Les milliers d’ouvriers miniers noirs d’Afrique du Sud ne font guère confiance aux grandes sociétés minières, aux avocats d’affaires, aux tribunaux et aux syndicats compromis, affirme Tito Dingane, pasteur militant de l’Église chrétienne de Zion, une vaste dénomination d’initiative africaine qui compte un million de membres en Afrique du Sud.
« Ce n’est que grâce à notre intervention et à nos négociations au nom de l’Église chrétienne de Zion que trois veuves de mineurs ont récemment reçu une modeste compensation pour la mort de leur mari », nous dit-il. « [Les responsables de l’exploitation minière] avaient rejeté leur demande, affirmant que leurs maris étaient de faux mineurs. »

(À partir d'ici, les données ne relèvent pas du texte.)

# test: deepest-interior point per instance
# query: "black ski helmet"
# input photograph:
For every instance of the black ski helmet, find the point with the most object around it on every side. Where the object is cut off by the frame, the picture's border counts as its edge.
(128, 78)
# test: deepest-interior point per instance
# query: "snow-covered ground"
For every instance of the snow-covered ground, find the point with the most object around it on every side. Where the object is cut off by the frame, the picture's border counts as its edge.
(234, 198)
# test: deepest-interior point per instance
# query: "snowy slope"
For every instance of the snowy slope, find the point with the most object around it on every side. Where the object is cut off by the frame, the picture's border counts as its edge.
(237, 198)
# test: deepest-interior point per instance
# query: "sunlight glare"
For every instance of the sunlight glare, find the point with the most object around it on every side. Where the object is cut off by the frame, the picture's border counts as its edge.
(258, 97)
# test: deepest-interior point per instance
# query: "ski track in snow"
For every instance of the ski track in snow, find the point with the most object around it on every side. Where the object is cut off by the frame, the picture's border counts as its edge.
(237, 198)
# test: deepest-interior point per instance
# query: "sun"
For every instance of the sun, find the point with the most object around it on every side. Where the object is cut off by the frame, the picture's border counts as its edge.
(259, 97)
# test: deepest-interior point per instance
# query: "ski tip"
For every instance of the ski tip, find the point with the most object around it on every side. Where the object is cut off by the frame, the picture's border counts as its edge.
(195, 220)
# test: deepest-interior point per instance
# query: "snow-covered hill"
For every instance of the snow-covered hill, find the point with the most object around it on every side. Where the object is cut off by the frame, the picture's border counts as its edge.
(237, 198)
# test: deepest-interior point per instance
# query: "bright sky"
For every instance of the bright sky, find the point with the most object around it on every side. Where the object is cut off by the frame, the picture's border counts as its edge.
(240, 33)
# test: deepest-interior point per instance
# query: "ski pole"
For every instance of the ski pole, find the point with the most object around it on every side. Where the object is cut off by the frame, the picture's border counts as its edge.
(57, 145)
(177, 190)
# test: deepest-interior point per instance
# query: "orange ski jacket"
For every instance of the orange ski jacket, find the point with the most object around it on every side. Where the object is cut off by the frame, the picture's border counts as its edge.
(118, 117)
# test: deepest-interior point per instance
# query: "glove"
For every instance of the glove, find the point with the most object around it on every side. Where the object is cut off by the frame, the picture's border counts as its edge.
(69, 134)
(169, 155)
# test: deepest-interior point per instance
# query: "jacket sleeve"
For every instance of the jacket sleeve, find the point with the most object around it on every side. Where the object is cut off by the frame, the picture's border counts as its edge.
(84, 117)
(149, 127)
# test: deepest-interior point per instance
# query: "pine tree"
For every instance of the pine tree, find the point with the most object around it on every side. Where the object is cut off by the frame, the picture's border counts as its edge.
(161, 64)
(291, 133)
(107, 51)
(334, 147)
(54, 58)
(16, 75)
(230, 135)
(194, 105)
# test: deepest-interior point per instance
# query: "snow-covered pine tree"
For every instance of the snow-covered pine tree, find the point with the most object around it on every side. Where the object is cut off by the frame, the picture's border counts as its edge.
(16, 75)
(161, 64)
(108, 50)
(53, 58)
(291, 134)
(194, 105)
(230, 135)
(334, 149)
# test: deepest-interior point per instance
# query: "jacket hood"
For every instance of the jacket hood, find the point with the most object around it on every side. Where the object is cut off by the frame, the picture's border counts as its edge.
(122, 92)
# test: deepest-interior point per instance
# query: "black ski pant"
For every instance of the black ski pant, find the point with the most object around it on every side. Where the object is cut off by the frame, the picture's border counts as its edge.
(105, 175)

Cela fait des décennies que des églises poursuivent des propriétaires de mines au nom de travailleurs atteints de maladies pulmonaires. L’année dernière, l’Église catholique a intenté une action collective contre BHP, le géant australien des mines de cuivre, au nom de « 17 travailleurs et anciens travailleurs des mines qui ont demandé de l’aide à l’Église catholique après avoir contracté la pneumoconiose incurable des travailleurs du charbon », selon un article paru dans la presse spécialisée.
« Les évêques sont notre dernier espoir », dit Fazela Ntoto, un ancien mineur d’or. Profitant de son illettrisme, des avocats fiduciaires l’avaient dépouillé de sa pension obtenue de haute lutte. Ses pasteurs ont cependant pris fait et cause pour lui et se sont efforcés de récupérer ce qui lui était dû.
Le père Stan Muyebe, directeur de la Commission Justice et Paix de la Conférence des évêques catholiques d’Afrique australe, souligne que l’Église est appelée à se joindre aux « cris pour la justice » et à offrir son aide :
« L’Église d’Afrique du Sud est mise au défi de devenir une Église samaritaine, en entendant les cris des anciens mineurs malades et en voyant [en eux] le visage souffrant du Christ, en et à travers celui qui nous a dit un jour : “J’étais malade et vous m’avez visité”. »
Nyasha Bhobo est une journaliste indépendante établie au Zimbabwe et travaillant sur l’Afrique australe.